The call for a “reform of the reform” therefore includes the critical further inquiry, whether in the post-conciliar development of the liturgy the wishes and decision of the Council Fathers were really implemented or whether the results independently went beyond them. Or to put it positively: a “reform of the reform” can have no other aim than to reawaken the true heritage of the Council and to make it fruitful in the Church’s situation today. Just as the Council was preceded by a liturgical movement, the ripe fruits of which could be brought into the Council, so the Holy Father sees today also the necessity of a new liturgical movement, which he of course considers in light of a larger liturgical tradition. Only in this more comprehensive horizon can it be fruitful in an ecumenical respect also.
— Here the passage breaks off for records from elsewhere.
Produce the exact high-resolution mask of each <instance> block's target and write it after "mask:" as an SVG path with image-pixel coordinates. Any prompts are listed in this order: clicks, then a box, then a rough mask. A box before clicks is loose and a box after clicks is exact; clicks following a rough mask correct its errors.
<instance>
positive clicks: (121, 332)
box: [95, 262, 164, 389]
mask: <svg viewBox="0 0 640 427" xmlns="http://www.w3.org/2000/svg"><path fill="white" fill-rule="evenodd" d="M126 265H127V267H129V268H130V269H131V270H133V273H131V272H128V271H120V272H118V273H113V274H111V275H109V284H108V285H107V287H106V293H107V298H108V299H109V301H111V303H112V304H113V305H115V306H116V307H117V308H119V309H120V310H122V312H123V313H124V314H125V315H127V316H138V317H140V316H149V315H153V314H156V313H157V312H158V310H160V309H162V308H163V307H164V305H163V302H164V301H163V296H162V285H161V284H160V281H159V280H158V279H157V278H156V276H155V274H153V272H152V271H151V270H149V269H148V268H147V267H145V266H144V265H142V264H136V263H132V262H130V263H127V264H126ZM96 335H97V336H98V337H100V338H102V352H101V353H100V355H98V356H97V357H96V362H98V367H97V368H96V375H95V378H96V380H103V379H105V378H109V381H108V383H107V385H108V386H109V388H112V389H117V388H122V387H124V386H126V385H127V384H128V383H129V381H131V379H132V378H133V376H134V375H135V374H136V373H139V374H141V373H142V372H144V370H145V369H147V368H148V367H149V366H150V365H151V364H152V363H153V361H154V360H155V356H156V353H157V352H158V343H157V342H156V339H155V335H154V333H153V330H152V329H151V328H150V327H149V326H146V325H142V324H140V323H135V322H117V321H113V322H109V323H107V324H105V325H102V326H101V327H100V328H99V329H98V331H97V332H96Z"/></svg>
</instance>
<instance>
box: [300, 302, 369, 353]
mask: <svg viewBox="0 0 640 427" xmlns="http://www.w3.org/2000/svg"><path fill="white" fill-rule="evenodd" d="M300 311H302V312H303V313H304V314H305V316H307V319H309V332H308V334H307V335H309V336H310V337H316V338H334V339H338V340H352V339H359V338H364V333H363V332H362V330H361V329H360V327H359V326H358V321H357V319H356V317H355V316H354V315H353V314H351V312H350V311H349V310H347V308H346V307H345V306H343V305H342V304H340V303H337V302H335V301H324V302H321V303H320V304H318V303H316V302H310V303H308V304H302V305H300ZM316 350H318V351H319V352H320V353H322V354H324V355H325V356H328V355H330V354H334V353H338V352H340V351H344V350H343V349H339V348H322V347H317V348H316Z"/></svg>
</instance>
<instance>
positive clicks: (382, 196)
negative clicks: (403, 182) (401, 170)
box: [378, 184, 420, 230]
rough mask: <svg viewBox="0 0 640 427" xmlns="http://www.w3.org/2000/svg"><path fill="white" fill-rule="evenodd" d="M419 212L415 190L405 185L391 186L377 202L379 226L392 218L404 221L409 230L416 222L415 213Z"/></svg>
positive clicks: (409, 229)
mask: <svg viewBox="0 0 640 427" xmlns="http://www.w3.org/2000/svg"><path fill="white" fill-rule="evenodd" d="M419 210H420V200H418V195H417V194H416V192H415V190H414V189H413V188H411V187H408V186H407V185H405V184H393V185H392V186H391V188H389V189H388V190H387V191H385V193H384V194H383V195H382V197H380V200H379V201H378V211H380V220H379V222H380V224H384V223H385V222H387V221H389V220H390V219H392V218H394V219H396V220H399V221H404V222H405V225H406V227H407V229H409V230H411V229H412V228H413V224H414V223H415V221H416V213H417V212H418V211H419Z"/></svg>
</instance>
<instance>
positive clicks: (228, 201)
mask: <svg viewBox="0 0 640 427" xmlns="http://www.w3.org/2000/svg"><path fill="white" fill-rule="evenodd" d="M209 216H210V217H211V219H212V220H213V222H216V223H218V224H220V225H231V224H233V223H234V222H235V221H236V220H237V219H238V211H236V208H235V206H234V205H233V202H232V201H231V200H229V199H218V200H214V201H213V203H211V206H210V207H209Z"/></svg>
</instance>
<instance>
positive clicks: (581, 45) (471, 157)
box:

Comments: Cardinal Koch is remarkably candid in admitting that “the reform of the liturgy after the Council was often regarded and carried out with a hermeneutic of discontinuity and rupture.” During the first half of the twentieth century, many of the leaders of the liturgical movement were German-speaking abbots and religious (e.g. Ildephonso Herwegen, Odo Cassel, and Pius Parsch). In some places they obtained permission from Rome to introduce ad experimentum the vernacular in worship and other innovations such as the “dialogue Mass”. Vindicated and emboldened by the success of their ideas at the Council, many professional liturgists then mistook “creativity” and “relevance” for liturgical principles and turned the post-conciliar German liturgy into a perpetual laboratory.
Cardinal Koch also alludes obliquely to the “ecumenical” pressures that were brought to bear on plans for Catholic liturgical reform. In surveying the intellectual landscape in the pre-conciliar years, historian Roberto de Mattei writes, “The biblical-liturgical movement and the philosophical and theological tendencies merged into a broader ‘ecumenical’ movement, which was also characterized by a strong anti-Roman sentiment.” Selected non-Catholic clergymen had “observer” status at the sessions of the Council. But there were Council Fathers and periti (experts) working on the conciliar Commissions who insistently reasoned, “No, the Council cannot say or do that, because it would offend the Orthodox or the Lutherans, it would not promote ecumenism.”
The de-emphasis of sacrificial language in the Novus Ordo Mass was not something called for explicitly by the Vatican II Constitution on the Liturgy Sacrosanctum Concilium. But it was on the unofficial agenda to try to make the Catholic Mass more like Protestant worship, in the name of “ecumenism.” The Prefect of the Congregation for Promoting Christian Unity is now saying, though, that ecumenism is best served, not by changing the prayers of the Church’s liturgy to please one group or another, but by returning to “the true heritage of the Council,” “a larger liturgical tradition” that is not just attuned to twentieth-century concerns but rather is “centered on the Paschal mystery.”